US Doc In Race Row Lashes Out

News24.com (SA), Oct. 1

Durban — The American doctor involved in a race row at Stanger Hospital in KwaZulu-Natal said on Friday she fears for her life and will not return to the hospital when her suspension ends.

Paediatrician Kim Langley, 57, told Sapa she was still nursing her bruises after workers forcefully evicted her from the premises on Monday.

Langley, the hospital manager and the medical manager were suspended by the provincial health department this week pending the outcome of an investigation.

This comes after hospital staff submitted a memorandum of grievances to the department and embarked on two days of strike action.

It is alleged that Langley assaulted an electrocardiogram technician at the hospital, and used racist terms.

The striking workers also accused the hospital management of doing nothing about the matter.

But Langley insisted: “I will categorically deny the claims of racism and even take a lie detector test.”

‘K-word’

She said accusations that she used the “K-word” were false.

“I don’t even know what the K-word means. In fact in America they use the N-word and that gives me goosebumps.”

She said she was involved in the civil rights campaign in the US from the age of 14 and while at college in the 70s wrote an essay on South African history.

Langley said she had left a lucrative private practice in California to “help fight the Aids epidemic in South Africa”.
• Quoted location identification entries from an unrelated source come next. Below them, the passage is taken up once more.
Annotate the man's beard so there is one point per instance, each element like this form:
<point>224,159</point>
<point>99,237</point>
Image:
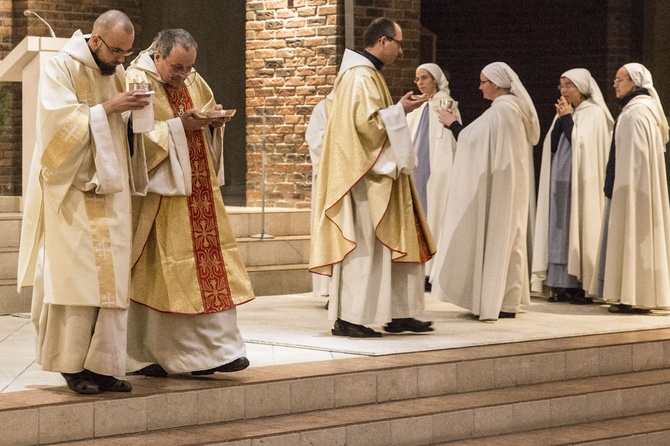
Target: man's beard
<point>106,69</point>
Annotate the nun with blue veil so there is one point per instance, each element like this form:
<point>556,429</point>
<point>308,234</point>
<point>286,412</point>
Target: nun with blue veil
<point>435,146</point>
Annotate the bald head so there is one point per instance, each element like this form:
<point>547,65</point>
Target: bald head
<point>108,21</point>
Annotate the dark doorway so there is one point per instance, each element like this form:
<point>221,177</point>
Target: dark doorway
<point>219,29</point>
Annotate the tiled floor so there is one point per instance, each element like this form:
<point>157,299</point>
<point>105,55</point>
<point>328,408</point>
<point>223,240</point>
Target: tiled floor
<point>304,336</point>
<point>18,370</point>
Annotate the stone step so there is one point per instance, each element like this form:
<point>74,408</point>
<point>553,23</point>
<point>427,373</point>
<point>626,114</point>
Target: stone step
<point>415,398</point>
<point>280,279</point>
<point>643,430</point>
<point>246,222</point>
<point>281,250</point>
<point>9,258</point>
<point>422,421</point>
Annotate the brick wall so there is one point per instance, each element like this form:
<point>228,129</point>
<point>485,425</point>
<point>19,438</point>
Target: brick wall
<point>291,64</point>
<point>293,50</point>
<point>65,17</point>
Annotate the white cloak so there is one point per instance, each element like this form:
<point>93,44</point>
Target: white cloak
<point>482,257</point>
<point>77,205</point>
<point>638,240</point>
<point>591,139</point>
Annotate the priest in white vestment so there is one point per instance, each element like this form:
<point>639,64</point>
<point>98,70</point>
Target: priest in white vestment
<point>368,229</point>
<point>635,262</point>
<point>570,200</point>
<point>482,254</point>
<point>435,146</point>
<point>76,232</point>
<point>188,275</point>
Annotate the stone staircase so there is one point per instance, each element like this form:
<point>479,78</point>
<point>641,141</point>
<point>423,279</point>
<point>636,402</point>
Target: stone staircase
<point>610,389</point>
<point>275,266</point>
<point>10,229</point>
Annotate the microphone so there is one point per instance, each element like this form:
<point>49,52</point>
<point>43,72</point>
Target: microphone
<point>28,13</point>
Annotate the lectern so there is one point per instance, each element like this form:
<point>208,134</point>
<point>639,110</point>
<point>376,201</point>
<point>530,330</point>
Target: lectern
<point>24,64</point>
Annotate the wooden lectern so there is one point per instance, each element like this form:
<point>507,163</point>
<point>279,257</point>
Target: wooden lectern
<point>24,64</point>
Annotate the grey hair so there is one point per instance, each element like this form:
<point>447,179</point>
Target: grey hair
<point>167,39</point>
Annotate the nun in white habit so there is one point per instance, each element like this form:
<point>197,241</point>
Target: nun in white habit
<point>570,200</point>
<point>482,254</point>
<point>636,234</point>
<point>435,146</point>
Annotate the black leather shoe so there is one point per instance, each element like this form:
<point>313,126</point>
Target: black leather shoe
<point>581,300</point>
<point>344,328</point>
<point>110,384</point>
<point>627,309</point>
<point>153,370</point>
<point>408,324</point>
<point>234,366</point>
<point>427,286</point>
<point>81,382</point>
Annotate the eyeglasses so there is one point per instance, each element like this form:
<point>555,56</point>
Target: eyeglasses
<point>421,79</point>
<point>399,42</point>
<point>188,73</point>
<point>117,51</point>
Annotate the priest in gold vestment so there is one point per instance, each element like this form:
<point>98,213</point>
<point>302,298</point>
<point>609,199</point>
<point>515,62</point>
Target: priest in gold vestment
<point>368,228</point>
<point>188,275</point>
<point>76,230</point>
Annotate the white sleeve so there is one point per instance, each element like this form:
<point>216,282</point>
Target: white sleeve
<point>172,177</point>
<point>398,155</point>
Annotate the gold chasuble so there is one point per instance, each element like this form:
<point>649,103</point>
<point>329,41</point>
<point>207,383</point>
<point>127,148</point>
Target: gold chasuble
<point>355,139</point>
<point>186,259</point>
<point>77,201</point>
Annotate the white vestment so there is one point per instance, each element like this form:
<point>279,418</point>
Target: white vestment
<point>442,151</point>
<point>76,232</point>
<point>638,240</point>
<point>367,285</point>
<point>482,256</point>
<point>591,139</point>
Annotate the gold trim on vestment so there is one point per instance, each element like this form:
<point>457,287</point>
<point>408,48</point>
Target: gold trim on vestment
<point>61,145</point>
<point>102,250</point>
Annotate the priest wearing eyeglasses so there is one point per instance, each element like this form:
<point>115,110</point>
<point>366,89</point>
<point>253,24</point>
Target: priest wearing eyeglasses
<point>188,275</point>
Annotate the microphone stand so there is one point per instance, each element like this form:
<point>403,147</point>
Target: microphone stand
<point>28,13</point>
<point>263,235</point>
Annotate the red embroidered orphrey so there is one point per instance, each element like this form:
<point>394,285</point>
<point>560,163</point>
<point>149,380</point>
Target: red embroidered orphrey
<point>209,263</point>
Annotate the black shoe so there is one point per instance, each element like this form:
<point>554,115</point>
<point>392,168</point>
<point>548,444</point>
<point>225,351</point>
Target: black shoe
<point>627,309</point>
<point>559,295</point>
<point>408,324</point>
<point>81,382</point>
<point>153,370</point>
<point>580,300</point>
<point>234,366</point>
<point>110,384</point>
<point>344,328</point>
She said she and the electrocardiogram technician argued regularly because the technician would often barge into her consulting room while Langley was seeing patients.

At one stage, Langley alleged, the technician, after being asked to leave the consulting room, shouted “all whites are alike” and “go back to America we don’t need you”.

Thrown out

Langley said she was so scared she wrote to the hospital manager and personnel manager telling them she feared for her safety.

Describing her “eviction” from hospital grounds, Langley alleged four “large men grabbed me and dragged me out of the ward”.

“They lifted up my skirt, lifted up my t-shirt and pulled off my doctor’s coat.”

She said with everyone else watching, she was dragged outside where security personnel opened the hospital gate and she was thrown out.

“No one came to help me not even the hospital security or a doctor in my department who stopped to ask what was happening.

“What a waste in a country where there are not enough doctors.

“I left my family and friends behind in America and only earn a tenth of my previous salary.

“My daughter fears for my life. I fear for my life. I came here to help these people. I have done nothing but good,” she said.

The provincial health department was not immediately available for comment.